In 2020, HDFC Ergo Health Insurance( earlier known as Apollo Munich Health Insurance) merged with the company after the receipt of final approval from the Insurance Regulatory and Development Authority of India (IRDAI) making it the second-largest private insurer in the accident and health insurance business. With this merger, the company's product suite expanded to over 50 in this segment.

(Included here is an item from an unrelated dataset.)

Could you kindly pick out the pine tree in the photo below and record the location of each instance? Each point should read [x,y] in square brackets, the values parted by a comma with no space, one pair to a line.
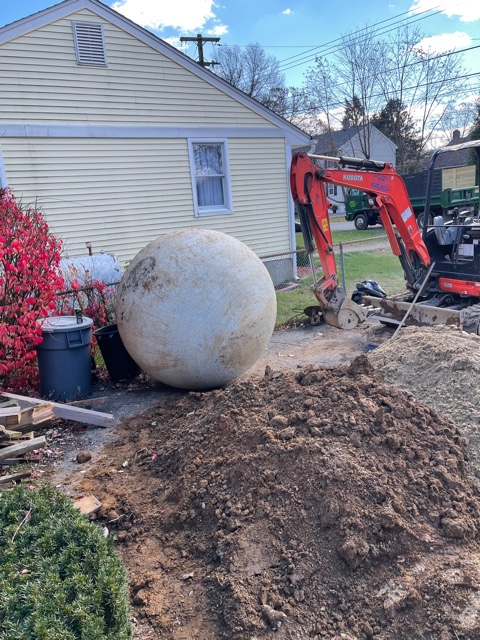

In May 2021, Housing Development Finance Corporation (HDFC), entered into a share purchase agreement for the sale of 44,12,000 equity shares of Rs. 10 each, representing 0.62% of the issued and paid-up share capital of HDFC ERGO, in accordance with the direction of Reserve Bank of India to reduce its shareholding in the latter to 50% or below, and subsequent to this HDFC ERGO would cease to be a subsidiary company of HDFC.